This is a python implementation for trace reconstruction with marker code [1] in the context of DNA-based data storage. You can run it directly with either the CNR dataset [2] or a simple simulated IDS channel. A derivation for relevant formulas is also provided.
pip3 install -r requirements.txt
# Run simulation
python3 main-sim.py
# Or test on the CNR dataset
python3 main-cnr.py
It will take some time if you choose to test on the CNR dataset using the provided configuration. To have a quick start, you may be more willing to run the simulation. Also, please refer to the configuration files to customize your experiments. The results and statistics will be available in ./data
after the program terminates.
- python3
- numpy
- matplotlib
- tqdm
- yaml
For available configurations for experiments, please check config-cnr.yaml and config-sim.yaml.
A derivation for relevent formulas is available, with LaTeX source.
- Learn the properties of IDS channels with EM algorithm.

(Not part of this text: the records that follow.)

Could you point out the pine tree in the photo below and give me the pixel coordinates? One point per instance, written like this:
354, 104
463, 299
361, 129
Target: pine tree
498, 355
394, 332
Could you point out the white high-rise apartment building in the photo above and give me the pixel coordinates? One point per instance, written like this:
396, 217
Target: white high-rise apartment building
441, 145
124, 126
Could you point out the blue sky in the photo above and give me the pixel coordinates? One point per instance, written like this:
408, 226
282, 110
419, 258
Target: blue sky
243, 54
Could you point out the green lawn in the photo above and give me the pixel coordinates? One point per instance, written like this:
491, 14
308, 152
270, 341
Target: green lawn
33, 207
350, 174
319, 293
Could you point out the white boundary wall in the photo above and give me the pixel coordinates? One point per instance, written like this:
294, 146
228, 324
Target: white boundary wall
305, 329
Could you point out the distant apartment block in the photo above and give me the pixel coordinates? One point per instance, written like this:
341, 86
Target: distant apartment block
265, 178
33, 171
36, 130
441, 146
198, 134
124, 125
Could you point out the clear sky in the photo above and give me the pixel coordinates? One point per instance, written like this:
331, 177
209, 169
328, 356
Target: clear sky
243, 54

I am grateful to Prof. Djordje Jevdjic for his module CS6219 (22/23-SEM1). It is both inspiring and interesting. I must also thank Prof. Gim Hee Lee for the great module CS5340 (22/23-SEM1), which is really rewarding.
[1] E. A. Ratzer, “Marker codes for channels with insertions and deletions,” Ann. Télécommun., vol. 60, no. 1–2, pp. 29–44, Feb. 2005, doi: 10.1007/BF03219806.
[2] S. R. Srinivasavaradhan, M. Du, S. Diggavi, and C. Fragouli, “Symbolwise MAP for Multiple Deletion Channels,” in 2019 IEEE International Symposium on Information Theory (ISIT), Paris, France, Jul. 2019, pp. 181–185. doi: 10.1109/ISIT.2019.8849567.
[3] C. M. Bishop and N. M. Nasrabadi, Pattern recognition and machine learning, vol. 4. Springer, 2006.
[4] R. Durbin, S. R. Eddy, A. Krogh, and G. Mitchison, Biological sequence analysis: probabilistic models of proteins and nucleic acids. Cambridge university press, 1998.
[5] D. Lin, Y. Tabatabaee, Y. Pote, and D. Jevdjic, “Managing reliability skew in DNA storage,” in Proceedings of the 49th Annual International Symposium on Computer Architecture, New York New York, Jun. 2022, pp. 482–494. doi: 10.1145/3470496.3527441.
[6] M. C. Davey and D. J. C. Mackay, “Reliable communication over channels with insertions, deletions, and substitutions,” IEEE Trans. Inform. Theory, vol. 47, no. 2, pp. 687–698, Feb. 2001, doi: 10.1109/18.910582.
[7] S. R. Srinivasavaradhan, S. Gopi, H. D. Pfister, and S. Yekhanin, “Trellis BMA: Coded trace reconstruction on IDS channels for DNA storage,” in 2021 IEEE International Symposium on Information Theory (ISIT), 2021, pp. 2453–2458.